Los quejicas de la vieja escuela levantábamos la voz ante verdaderos dramas. Aquellas injusticias puestas por el destino para estropear las noches y los días. Como cuando la bolsa del cereal se abría mal y con ello se arruinaba el resto del mes. Cuando menos había cierto nivel de razonamiento. Aquel  fiasco no era culpa tuya. Era culpa del plástico que no se dejaba manipular con firmeza. Lo mismo con los topes de altura excesiva (todavía en algunas calles) que provocan que los autos se raspen por la parte de abajo, sin importar la maniobra que se realice. Ese es un motivo suficiente para empuñar la espada; el sonido provocado por la fricción invita a iniciar el canto de guerra. He ahí afrentas llenas de ferocidad, no las tonterías por las que se lloran en los últimos años.

Hubo tiempos en el que los caballeros padecían verdaderas tragedias.  Lo curioso es que son aspectos que no han desaparecido, sino que se han visto superados por bufonadas sin sentido. Antes, por ejemplo, se sufría al tener que amarrar las agujetas cada que se desataban. Eso era un verdadero dolor de cabeza con el que se tenía que lidiar cada determinado tiempo. Tener que arrodillarse ante el calzado era indigno de un hombre con prestigio. Los zapatos lo sabían. Y se aprovechaban. Su lejanía respecto a nuestra mirada les llenaba de resentimiento, así que de vez en cuando se aflojaban para que tuviéramos que acordarnos de ellos, postrarnos ante su figura: la de  los protectores de los pies.

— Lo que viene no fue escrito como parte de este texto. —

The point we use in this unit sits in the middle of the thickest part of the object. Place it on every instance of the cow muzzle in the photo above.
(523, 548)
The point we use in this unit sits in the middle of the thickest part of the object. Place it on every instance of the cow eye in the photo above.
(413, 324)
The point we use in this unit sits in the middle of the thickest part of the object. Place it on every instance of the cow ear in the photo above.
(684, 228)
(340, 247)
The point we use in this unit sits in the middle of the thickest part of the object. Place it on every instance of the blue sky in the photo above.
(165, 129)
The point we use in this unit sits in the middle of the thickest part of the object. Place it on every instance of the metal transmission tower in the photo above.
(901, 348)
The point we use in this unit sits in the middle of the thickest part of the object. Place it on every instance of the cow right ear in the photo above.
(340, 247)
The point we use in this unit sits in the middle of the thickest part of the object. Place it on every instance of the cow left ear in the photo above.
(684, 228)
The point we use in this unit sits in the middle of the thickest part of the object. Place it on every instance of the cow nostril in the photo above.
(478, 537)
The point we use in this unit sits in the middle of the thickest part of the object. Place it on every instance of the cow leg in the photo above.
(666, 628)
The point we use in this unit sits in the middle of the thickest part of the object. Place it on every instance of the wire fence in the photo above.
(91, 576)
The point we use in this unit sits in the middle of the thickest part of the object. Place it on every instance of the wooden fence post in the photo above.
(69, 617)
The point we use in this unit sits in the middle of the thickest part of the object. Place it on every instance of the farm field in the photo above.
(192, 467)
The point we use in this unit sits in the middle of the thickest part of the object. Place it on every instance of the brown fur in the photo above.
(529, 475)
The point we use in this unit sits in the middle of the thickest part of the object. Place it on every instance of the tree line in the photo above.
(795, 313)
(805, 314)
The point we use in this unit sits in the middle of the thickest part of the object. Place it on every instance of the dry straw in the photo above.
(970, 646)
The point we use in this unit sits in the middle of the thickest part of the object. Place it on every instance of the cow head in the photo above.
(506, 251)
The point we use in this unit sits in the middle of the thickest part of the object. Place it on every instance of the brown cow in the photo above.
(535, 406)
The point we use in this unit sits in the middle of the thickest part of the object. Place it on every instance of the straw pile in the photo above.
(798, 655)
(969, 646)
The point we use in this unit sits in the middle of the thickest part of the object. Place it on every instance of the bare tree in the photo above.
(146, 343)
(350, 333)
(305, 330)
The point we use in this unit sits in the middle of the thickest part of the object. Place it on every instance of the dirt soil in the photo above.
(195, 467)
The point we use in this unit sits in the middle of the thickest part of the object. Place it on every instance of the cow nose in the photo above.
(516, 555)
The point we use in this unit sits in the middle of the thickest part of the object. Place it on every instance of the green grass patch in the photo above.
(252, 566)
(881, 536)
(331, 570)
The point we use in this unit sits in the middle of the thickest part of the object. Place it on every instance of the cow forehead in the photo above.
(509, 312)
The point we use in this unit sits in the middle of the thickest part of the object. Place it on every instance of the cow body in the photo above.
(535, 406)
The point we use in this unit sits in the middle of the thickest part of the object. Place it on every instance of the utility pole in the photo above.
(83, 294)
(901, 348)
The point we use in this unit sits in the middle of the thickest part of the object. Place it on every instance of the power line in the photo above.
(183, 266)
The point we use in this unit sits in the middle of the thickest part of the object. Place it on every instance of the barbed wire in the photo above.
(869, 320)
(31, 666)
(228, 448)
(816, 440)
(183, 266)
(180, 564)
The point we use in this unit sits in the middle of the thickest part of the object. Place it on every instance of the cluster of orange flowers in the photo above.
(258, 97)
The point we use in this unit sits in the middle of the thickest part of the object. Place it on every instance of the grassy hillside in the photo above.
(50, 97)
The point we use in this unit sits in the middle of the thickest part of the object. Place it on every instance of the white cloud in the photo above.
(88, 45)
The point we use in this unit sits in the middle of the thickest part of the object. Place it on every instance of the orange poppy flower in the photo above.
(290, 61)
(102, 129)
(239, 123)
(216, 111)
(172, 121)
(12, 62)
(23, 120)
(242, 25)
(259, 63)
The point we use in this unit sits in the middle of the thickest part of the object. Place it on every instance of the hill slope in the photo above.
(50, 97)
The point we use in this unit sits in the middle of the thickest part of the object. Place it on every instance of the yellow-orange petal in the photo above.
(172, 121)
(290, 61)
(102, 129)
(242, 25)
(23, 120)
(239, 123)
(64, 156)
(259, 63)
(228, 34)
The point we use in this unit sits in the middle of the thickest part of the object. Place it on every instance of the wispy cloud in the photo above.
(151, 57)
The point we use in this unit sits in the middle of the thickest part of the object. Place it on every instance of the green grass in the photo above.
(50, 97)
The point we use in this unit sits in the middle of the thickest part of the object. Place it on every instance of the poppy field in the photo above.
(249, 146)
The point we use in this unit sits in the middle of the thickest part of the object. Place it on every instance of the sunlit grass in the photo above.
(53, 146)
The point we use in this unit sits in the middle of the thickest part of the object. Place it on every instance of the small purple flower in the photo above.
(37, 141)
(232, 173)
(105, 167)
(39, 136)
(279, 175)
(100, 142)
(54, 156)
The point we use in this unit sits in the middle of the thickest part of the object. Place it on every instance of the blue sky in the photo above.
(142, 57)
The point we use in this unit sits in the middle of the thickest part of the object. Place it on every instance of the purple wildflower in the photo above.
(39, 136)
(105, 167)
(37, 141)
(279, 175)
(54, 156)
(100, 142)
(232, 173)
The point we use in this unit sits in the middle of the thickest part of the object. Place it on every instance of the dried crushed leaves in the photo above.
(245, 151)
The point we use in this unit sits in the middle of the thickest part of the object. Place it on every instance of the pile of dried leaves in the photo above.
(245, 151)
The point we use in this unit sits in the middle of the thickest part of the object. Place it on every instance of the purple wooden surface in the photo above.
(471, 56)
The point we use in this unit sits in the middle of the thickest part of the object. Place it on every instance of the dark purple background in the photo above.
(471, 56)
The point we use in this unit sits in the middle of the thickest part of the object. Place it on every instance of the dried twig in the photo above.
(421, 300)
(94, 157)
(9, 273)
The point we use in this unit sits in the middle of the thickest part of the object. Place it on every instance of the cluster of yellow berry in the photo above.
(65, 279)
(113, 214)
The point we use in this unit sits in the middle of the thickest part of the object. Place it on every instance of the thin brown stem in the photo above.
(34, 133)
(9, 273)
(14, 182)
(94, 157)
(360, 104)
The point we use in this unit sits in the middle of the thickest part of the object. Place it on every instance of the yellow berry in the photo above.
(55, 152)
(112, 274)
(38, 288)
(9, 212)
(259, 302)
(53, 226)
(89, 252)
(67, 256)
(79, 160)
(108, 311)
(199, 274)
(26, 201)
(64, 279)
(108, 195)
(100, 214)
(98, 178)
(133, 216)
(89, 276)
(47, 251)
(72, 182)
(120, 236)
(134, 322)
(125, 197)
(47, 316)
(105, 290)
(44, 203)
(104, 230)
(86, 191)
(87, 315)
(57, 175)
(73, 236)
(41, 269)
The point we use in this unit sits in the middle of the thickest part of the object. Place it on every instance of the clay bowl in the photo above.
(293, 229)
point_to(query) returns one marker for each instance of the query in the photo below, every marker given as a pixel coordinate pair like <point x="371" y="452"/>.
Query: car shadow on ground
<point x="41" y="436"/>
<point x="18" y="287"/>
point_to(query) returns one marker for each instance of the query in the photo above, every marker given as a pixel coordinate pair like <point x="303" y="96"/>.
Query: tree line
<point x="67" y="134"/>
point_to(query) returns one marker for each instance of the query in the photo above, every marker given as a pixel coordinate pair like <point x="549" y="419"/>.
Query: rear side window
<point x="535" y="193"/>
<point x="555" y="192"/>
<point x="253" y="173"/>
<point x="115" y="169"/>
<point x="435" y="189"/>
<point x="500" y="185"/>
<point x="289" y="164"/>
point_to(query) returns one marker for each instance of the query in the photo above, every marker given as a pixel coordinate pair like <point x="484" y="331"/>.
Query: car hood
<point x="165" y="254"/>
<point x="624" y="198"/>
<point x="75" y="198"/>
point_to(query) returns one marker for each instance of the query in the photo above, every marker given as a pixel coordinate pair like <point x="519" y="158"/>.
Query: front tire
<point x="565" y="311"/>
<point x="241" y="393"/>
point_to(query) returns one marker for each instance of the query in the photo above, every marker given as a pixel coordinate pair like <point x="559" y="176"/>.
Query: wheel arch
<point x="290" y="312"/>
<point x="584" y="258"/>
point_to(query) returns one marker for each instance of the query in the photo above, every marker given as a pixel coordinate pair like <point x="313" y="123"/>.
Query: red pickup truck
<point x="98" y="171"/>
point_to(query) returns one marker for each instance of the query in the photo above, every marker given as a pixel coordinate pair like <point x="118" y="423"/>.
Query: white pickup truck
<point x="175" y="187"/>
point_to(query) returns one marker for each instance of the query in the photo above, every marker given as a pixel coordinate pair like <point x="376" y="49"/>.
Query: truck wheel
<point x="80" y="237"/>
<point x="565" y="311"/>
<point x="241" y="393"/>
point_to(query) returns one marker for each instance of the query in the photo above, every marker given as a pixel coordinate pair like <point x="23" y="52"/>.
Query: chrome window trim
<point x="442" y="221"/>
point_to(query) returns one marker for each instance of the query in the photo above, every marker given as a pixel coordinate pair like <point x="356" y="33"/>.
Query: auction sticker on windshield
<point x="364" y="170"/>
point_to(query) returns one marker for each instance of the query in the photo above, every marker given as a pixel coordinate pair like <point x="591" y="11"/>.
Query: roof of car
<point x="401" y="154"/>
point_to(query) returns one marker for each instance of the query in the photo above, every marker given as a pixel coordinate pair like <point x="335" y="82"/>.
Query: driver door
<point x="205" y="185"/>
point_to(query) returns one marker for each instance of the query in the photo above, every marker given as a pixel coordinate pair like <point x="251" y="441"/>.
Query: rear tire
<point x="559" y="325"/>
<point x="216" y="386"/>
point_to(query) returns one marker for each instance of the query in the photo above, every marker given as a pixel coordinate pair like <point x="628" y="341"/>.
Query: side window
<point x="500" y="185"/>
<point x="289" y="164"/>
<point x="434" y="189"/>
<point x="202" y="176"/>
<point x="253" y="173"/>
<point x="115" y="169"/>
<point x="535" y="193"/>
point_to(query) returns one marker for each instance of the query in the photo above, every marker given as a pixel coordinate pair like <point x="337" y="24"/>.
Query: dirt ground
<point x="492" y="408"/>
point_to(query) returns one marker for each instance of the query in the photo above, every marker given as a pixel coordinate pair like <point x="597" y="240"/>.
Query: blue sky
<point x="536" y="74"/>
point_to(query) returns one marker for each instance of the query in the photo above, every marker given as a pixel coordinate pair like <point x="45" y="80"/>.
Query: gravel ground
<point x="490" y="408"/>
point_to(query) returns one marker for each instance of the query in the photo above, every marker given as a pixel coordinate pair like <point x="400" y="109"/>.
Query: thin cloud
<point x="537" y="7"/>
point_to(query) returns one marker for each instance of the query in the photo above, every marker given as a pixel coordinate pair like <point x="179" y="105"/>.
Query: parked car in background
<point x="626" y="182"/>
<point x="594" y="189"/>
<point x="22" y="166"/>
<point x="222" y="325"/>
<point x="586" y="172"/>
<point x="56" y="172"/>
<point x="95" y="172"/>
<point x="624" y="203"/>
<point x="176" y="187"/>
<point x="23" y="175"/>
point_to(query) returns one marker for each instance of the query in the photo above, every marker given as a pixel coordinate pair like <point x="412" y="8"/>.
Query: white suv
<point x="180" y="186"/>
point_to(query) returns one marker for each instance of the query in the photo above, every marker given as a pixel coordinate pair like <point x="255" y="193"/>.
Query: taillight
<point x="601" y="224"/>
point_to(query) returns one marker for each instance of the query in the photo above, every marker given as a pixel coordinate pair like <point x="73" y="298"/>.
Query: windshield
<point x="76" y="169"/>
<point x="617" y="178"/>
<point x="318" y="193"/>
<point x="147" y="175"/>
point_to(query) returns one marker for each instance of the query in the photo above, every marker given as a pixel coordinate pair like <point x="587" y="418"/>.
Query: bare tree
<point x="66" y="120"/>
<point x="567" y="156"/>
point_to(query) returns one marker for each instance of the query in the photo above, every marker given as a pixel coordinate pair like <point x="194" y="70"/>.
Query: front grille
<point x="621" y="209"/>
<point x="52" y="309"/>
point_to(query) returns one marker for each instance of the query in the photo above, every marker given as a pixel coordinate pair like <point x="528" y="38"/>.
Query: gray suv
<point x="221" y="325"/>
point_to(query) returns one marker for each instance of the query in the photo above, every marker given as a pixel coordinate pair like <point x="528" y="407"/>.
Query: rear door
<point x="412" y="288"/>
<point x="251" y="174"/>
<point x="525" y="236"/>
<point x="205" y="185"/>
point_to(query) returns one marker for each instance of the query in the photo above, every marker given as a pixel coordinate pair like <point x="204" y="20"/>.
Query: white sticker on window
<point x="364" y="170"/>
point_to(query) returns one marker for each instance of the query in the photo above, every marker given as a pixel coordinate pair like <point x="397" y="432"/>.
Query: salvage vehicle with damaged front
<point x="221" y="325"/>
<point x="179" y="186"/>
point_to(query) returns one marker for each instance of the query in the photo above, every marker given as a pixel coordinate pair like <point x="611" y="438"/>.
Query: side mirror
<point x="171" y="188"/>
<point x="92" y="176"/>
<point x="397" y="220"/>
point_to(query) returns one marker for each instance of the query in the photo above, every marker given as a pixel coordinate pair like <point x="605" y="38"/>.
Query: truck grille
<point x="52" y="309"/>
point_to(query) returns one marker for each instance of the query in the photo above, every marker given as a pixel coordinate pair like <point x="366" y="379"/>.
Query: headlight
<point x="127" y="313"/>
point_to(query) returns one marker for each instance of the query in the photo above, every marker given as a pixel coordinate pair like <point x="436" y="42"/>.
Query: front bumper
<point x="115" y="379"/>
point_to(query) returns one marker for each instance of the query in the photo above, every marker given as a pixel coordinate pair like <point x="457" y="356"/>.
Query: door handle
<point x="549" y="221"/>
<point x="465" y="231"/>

Su forma de llamar la atención se convertía así en un fastidio, lo que en su momento llevó a la invención de los mocasines. Todo gracias a quienes ofrecieron resistencia. Tener que rebajarse por unos cordones desatados era para poner un grito en el cielo. Era imposible continuar así.

Por eso hay que reírse de los que se quejan por pequeñeces. La mayoría de las catástrofes domésticas han quedado atrás. Los que lloriquean cuando los orina un perro o cuando alguien les pisa los tobillos merecen el escarnio público. Eso no es nada. Quienes  caigan en semejante dinámica son niñatos que deberían madurar.

Ser puntilloso es un arte que no va con cualquiera. Hay que dominar la parte práctica y sobre todo el trasfondo. Regirse bajo una montaña de integridad. Y exigir a lo que en verdad importa. Sobre todo cuando se trata de alguien a quien estimamos. Puedes pecar de inclemente, jamás de encubridor. Ser cómplice de la medianía tarde o temprano cobra factura. Te conviertes en uno de ellos, los que tienen afectado el sentido del gusto y que dejan pasar cualquier basura sin controlar un mínimo la calidad. Lo que a menudo se menciona: encontrar el equilibrio. Saber cuáles son las batallas que han de librar y cuales no. Identificar lo que vale la pena, lo que puede sacar un mayor jugo y que no ha explotado su potencial. Ser el revolucionario que da el empujón rumbo a la perfección.